The opposition between reason and passion as a cause for war is not a novel discovery. If we look at Plato’s Euthyphro, we see Socrates draw his interlocutor to concede that while humans do not become angry with each other and go to war over any “judgment” (krisis) related to numbers, weights, and measures, the same cannot be said in judgments about what is just, noble, and good. Raised in a world shaped by Hobbes’s assumptions, today’s students often conclude that it is impossible to reach definitive judgments about moral questions. Like Hobbes, they prefer the certainty of mathematical judgments and wish moral judgments would operate by the same rules.
Though Plato and Hobbes see a similar discrepancy between mathematical and moral judgments, they do not derive the same conclusion. Indeed, unlike Hobbes, Plato leaves the matter unresolved. If the text offers us any clues into what Plato might think, it’s in the unspoken kinship between mathematical “calculation/reasoning” (logismos) and the “speech/reason” (logos) through which both Socrates engages his interlocutor and Plato composes his texts. There is some logos at work in both mathematical and moral reasoning, though they operate on different terms.
There is another layer to the distinction between Hobbes and Plato that takes us closer to the heart of what should horrify us about every step “forward” in the development of “generative AI.” For Plato and Aristotle, the formation of human “character” (ēthos) depends on the dialogue between logos and “passion” (pathos). The formation of good character is less about logos ruling passion and more about the two living together with some musical harmony. The principles at the heart of this friendship are not mathematical, though one’s own perception of them in and through logos is akin to the perception of mathematics’ principles.
It is no accident that “generative AI’s” attempts to imitate human speech and reasoning produce content devoid of human character. “AI” derives from a series of calculations applied to its analysis of human language. It relies on an unerring form of numerical calculation to produce imitations of human judgment in written works. These imitations are dispassionate. To the Hobbesian mind, this is a scientific victory. To an ancient Greek mind, such dispassionate imitations are inhuman and without character.
Why, then, is Hobbesian inhumanity desirable? Behind Hobbes’s scientific philosophy is the fear of war and the desire to produce peace at any cost. Treat humans as if they are matter in motion and it is possible to convince them that it would be better if they acted less human. Hobbes purchases peace and prosperity at the price of immense reductivism.
Of course, for Hobbes’s scientific philosophy to have ever gained traction, it must not escape our notice that he had to rely on logos to make his case. To those who have more expansive senses of philosophy and life, it is easy to see through the violently constraining horizons of Hobbesian thought. The present danger from “generative AI,” however, is that we are witnessing people throw away their capacities to think beyond whatever this technology spits out to them.

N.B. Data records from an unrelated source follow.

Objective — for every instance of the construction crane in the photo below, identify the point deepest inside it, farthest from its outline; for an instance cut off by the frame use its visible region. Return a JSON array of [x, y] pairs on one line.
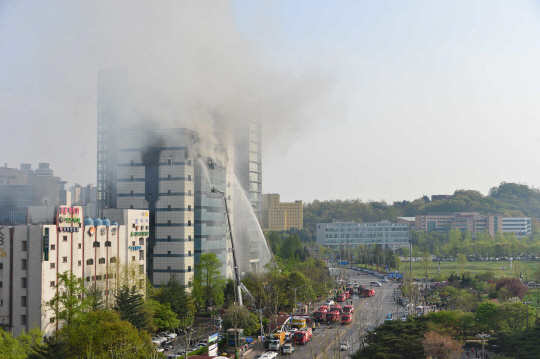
[[229, 235]]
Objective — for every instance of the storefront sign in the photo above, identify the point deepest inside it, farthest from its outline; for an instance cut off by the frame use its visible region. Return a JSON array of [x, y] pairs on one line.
[[68, 229]]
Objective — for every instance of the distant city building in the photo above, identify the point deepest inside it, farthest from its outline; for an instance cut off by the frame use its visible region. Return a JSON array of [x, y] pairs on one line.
[[60, 239], [86, 197], [339, 234], [521, 226], [473, 222], [281, 216], [24, 187], [436, 197]]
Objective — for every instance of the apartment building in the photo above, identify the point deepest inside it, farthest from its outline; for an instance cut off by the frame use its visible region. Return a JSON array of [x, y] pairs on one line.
[[340, 234], [60, 239], [281, 216]]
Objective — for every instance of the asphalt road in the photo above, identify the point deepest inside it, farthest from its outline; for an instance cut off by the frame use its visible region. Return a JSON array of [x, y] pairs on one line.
[[369, 312]]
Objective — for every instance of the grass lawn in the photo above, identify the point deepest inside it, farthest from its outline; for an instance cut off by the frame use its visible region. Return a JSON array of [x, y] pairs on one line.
[[500, 268]]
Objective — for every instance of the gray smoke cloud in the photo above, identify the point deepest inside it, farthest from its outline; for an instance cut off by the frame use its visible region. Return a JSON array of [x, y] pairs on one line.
[[187, 65]]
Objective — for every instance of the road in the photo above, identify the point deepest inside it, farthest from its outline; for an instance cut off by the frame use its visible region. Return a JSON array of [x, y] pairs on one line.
[[369, 312]]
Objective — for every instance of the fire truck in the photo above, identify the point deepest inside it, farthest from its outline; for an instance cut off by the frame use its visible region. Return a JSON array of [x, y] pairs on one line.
[[346, 318], [303, 336], [332, 317], [348, 309]]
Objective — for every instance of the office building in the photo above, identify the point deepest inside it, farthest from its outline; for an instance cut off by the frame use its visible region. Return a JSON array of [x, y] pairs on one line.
[[112, 105], [340, 234], [60, 239], [281, 216], [473, 222], [24, 187], [520, 226], [248, 156]]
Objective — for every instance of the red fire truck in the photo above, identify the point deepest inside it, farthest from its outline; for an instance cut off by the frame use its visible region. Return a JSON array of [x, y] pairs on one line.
[[332, 317], [303, 336], [346, 318]]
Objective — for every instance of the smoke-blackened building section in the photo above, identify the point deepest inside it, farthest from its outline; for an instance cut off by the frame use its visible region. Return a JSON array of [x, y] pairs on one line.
[[156, 172], [210, 231], [111, 111]]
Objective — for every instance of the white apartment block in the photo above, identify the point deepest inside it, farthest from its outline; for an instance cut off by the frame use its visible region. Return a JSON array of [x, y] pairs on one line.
[[57, 240]]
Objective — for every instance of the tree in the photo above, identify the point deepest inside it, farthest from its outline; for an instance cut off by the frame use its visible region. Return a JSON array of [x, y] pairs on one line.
[[174, 294], [513, 285], [102, 334], [441, 346], [208, 283], [70, 300], [130, 307], [20, 347], [462, 259], [162, 315]]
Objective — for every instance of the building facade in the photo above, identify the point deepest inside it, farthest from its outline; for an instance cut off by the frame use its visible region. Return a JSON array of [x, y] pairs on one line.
[[33, 255], [281, 216], [24, 187], [473, 222], [340, 234]]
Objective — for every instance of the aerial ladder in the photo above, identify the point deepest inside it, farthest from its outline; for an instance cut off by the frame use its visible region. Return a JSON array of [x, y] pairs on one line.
[[228, 228]]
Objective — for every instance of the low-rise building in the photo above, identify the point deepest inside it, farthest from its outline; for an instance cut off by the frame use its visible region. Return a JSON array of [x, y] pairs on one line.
[[59, 239], [281, 216], [340, 234]]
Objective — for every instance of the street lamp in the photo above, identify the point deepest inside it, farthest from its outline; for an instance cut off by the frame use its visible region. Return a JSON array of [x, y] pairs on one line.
[[295, 289], [483, 336], [527, 303]]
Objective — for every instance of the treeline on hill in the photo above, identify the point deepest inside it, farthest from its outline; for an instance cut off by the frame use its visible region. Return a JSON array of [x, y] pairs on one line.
[[508, 199]]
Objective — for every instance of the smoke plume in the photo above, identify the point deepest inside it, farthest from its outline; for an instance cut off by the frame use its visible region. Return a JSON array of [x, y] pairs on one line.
[[187, 65]]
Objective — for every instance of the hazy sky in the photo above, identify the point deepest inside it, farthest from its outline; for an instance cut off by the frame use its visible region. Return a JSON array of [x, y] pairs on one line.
[[361, 99]]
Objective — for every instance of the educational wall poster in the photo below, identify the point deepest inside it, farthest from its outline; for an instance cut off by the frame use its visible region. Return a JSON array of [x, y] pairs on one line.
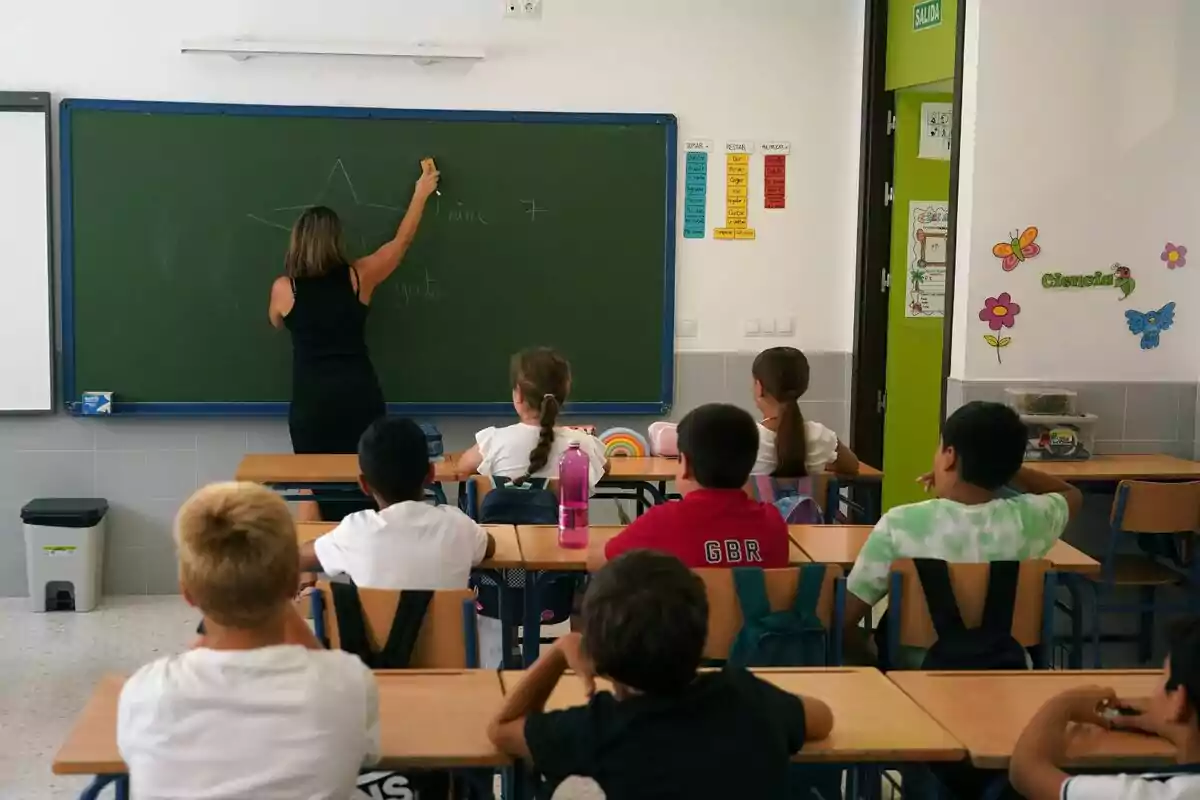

What produces this self-negating human character? Under what conditions did it form? And what could reverse the contemporary lunge towards it? The Greeks offer a helpful starting point. Could we, if only for a short time, look seriously into our natural human capacity for logos and the passions we experience? If we could do this, it might be possible to recover something that perpetually risks being lost throughout all of humanity’s existence: the capacity to love ourselves.